#12 @ Wild Horse

#12 @ Wild Horse

Friday, February 21, 2020

Opening Day

Opening day is still a few weeks away but its now within sight.  As stated in the last post we have moved the annual opening date from March 1 to March 15.  We did this because in most years the course really wasn't ready to open until later than March 1.  We will always be assessing the situation and will open earlier if conditions (both turf and weather) warrant.  As far as this year is concerned, it appears that the turf should be in relatively decent shape to handle some early traffic.  So weather in the next couple weeks will be the determining factor in when we open.   This is a way too early prediction but I would not be surprised to open on March 7, but stay tuned for the latest.

The past couple of years have really been great as far as turf conditions are concerned.  Good winters and timely rains have definitely helped us out.  Much of our routine will remain similar to years' prior, but a couple new tweaks will be tried to address some minor issues.  1)  Goosegrass has become more and more prevalent, probably due to extended warmer, wetter summers so we will utilize a different preemergent in some areas to address this increased weed pressure.  2)  Grub control has been a little sporadic the past couple years so we plan to use a different insecticide in some of the higher population areas.  3) We continue to expand the use of PGRs (plant growth regulators) both in areas covered and frequency of use.  When Wild Horse opened we would treat only greens, but we have over time developed programs for surrounds and fairways to take advantage of the decreased shoot growth, density, and disease suppression that PGRs offer.  All in all, turf under PGR is a better playing surface. 4)  Continued emphasis on maintaining the "wooga" in a playable but healthy and dynamic prairie sward through burning and different mowing regimes.  Look for weird mowing patterns or timing.  You will probably say why did they mow it that way?  but prairie management is at its best when it is random in intensity and timing.  5) We will be topdressing surrounds more regularly to create a surface more similar to the greens.  The turf conversion from bent to blue/ryegrass has improved the bounce and feel of the surrounds but we hope to make it even better with a more consistent topdressing program.  6)  Some treatments (last fall) to repel earthworms looked to be beneficial and we will continue to explore those this spring.

The spring aeration schedule is as follows:
Fairways-  April 6-17 (1-3 holes/day)
Surrounds- April 20-21
Greens-      April 27-28  (solid needle tines-same as last fall and last spring)
Tees-        May 11-12

Thursday, January 23, 2020

Winter update

It's been awhile since I have posted anything here partly because fall flew by and partly because I thought "who reads this s____ anyway?"  Apparently there are a couple others besides my mom so it is time to get back to keeping  you informed on the goings on here at Wild Horse maintenance.

October was very chilly and we even dropped below zero in October which really slammed the door on the season.  The turf browned off considerably and I thought uh-oh it could be one of those tough winters.   But December was relatively mild and the turf is looking pretty good at the halfway point of winter.  We have had some moisture through snow and rain which has been beneficial.  Below are the wind-whipped drifts left behind after the late December snowstorm.

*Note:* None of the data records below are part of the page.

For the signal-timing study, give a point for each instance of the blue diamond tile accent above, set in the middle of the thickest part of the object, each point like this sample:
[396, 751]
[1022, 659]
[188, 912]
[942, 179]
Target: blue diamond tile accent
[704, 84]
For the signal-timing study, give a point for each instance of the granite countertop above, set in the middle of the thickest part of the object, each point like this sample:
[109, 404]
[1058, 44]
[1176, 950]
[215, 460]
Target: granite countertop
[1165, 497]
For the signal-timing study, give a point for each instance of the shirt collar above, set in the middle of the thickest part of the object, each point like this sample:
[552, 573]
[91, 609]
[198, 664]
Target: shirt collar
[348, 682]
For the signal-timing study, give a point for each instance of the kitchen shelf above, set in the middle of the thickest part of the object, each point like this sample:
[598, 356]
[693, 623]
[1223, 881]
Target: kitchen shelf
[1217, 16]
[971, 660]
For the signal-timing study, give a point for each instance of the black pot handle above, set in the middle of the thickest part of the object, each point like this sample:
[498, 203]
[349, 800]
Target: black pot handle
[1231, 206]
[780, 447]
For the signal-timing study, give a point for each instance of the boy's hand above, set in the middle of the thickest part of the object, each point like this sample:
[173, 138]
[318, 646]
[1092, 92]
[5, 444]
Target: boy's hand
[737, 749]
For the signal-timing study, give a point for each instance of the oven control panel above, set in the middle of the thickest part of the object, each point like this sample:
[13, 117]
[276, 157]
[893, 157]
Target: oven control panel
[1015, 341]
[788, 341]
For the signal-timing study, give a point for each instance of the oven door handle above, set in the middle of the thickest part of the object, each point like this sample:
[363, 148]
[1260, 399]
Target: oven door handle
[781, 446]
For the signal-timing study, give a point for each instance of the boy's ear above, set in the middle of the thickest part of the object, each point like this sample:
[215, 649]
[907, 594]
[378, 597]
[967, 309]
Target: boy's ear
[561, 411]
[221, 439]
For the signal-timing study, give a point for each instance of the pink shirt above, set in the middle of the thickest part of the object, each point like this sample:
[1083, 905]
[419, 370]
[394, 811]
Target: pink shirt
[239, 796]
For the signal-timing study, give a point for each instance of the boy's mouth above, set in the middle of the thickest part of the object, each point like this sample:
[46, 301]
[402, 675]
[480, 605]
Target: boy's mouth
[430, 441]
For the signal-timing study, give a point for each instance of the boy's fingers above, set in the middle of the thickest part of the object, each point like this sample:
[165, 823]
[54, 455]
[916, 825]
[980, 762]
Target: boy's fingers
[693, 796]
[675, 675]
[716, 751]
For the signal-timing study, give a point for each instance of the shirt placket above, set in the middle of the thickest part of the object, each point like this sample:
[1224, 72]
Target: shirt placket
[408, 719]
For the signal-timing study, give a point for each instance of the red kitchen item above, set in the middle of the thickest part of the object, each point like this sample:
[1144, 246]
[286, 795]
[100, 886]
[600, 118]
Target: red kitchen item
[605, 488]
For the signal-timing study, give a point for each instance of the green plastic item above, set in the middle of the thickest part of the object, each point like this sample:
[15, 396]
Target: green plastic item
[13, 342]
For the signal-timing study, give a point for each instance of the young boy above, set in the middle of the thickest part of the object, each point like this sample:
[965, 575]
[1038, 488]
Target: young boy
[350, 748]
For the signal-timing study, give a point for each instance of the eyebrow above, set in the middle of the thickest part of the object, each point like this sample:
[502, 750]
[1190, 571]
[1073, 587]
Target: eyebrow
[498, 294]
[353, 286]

Todd Bubak continues to prep our equipment for the summer season.  Each cutting unit is disassembled and checked for any repairs necessary.  Then they are ground (sharpened) and  reassembled.  This is a necessary task but it can be a bit tedious and time consuming considering we have 36 cutting units to service most years.  So if you ask what do we do during the winter?  Servicing equipment is our main task and while we don't have a large fleet it definitely keeps us busy.

Before we moved into the shop for the winter work, Todd was able to build a new cart path up to and around 5 green which will be put into play this spring.  This will eliminate the traffic in front of six tee making that a more safe situation.   Also the flow of carts should be better with less congestion near the bathrooms.  We are also in the process of adding gravel to paths to keep them in good condition.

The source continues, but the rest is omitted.